Le calendrier est un outil inventé par l’homme pour organiser et repérer les dates en fonction du temps. Notamment ceux de l’agriculture. Il est surtout un objet que tout le monde prétend « connaitre ». Pour Si Hadj BENKHATOU, 77 ans, ancien commerçant du quartier El-Graba à Sidi-Bel-Abbès qui se présente comme un professionnel de filière des fruits et légumes. L’année se divise en quatre parties. Il nous explique que son métier, s’adapte au rythme du travail qu’exige un produit vivant. On l’oublie souvent, mais les produits poussent selon les saisons. Il y a donc, celle des pastèques, des fruits d’hiver et celles de l’été. Mais, il y a aussi la saison du « N’air » qui commence en décembre et finie en février. Son calendrier à lui, est simple et toute explication est inutile. Pourtant, le sujet du calendrier est très complexe.
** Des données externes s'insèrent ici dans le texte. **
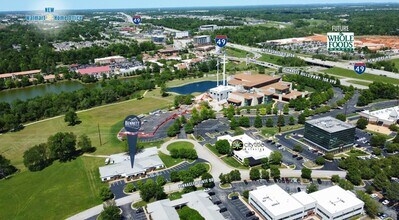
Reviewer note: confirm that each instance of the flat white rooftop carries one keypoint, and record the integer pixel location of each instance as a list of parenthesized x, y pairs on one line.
[(330, 124), (252, 148), (335, 199), (275, 200), (387, 114)]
On sait d’abord, que le calendrier est un système qui divise le temps en jours, mois et années. Un système doit obéir à des règles de construction très strictes, sur lesquelles tout le monde est d’accord. Il doit donc permettre de prévoir un événement. Autrement dit, la date d’une fête comme « YENNAYER ». Bizarrement, l’apparition de cette définition de fête est relativement très récente. Absolument, puisque les peuples les plus anciens n’étaient pas encore aptes à gérer les nombres d’autant plus qu’ils avaient devant leurs yeux le soleil, la lune et les étoiles qui ont toujours représenté des horloges naturelles.

Le mot calendrier est un nom d’origine latine (Calendarium). Et c’est pourquoi les Romains appelaient le premier jour du mois à Rome (Calendae). Yennayer (Yennar ou E’nair), aussi est un vocable qui s’apparente au terme latin (enneyer). Apparemment, les noms des antiques mois ont été arabisés du latin, probablement en Andalousie, donc ianuarius (Roi Latium et dieu de la Paix) devint yanâyer et februarius dieu des morts) devint fabrâyer – martius : mâris – aprilis: abrîl… et ainsi de suite. Bref, plusieurs siècles après, les astronomes de la capitale du monde méditerranéen, se sont rendu compte que César avait fait quelques erreurs et que le calendrier était en décalage avec le cycle des astres. En 1582 le pape Grégoire XIII a décidé de réformer à nouveau le calendrier et a créé le calendrier grégorien. Depuis cette époque le début de l’année est fixé au 1er janvier (Mais, attention la réforme ne s’est pas faite en un jour).Donc, sur ce point, il faut absolument rendre à César ce qui appartient à César !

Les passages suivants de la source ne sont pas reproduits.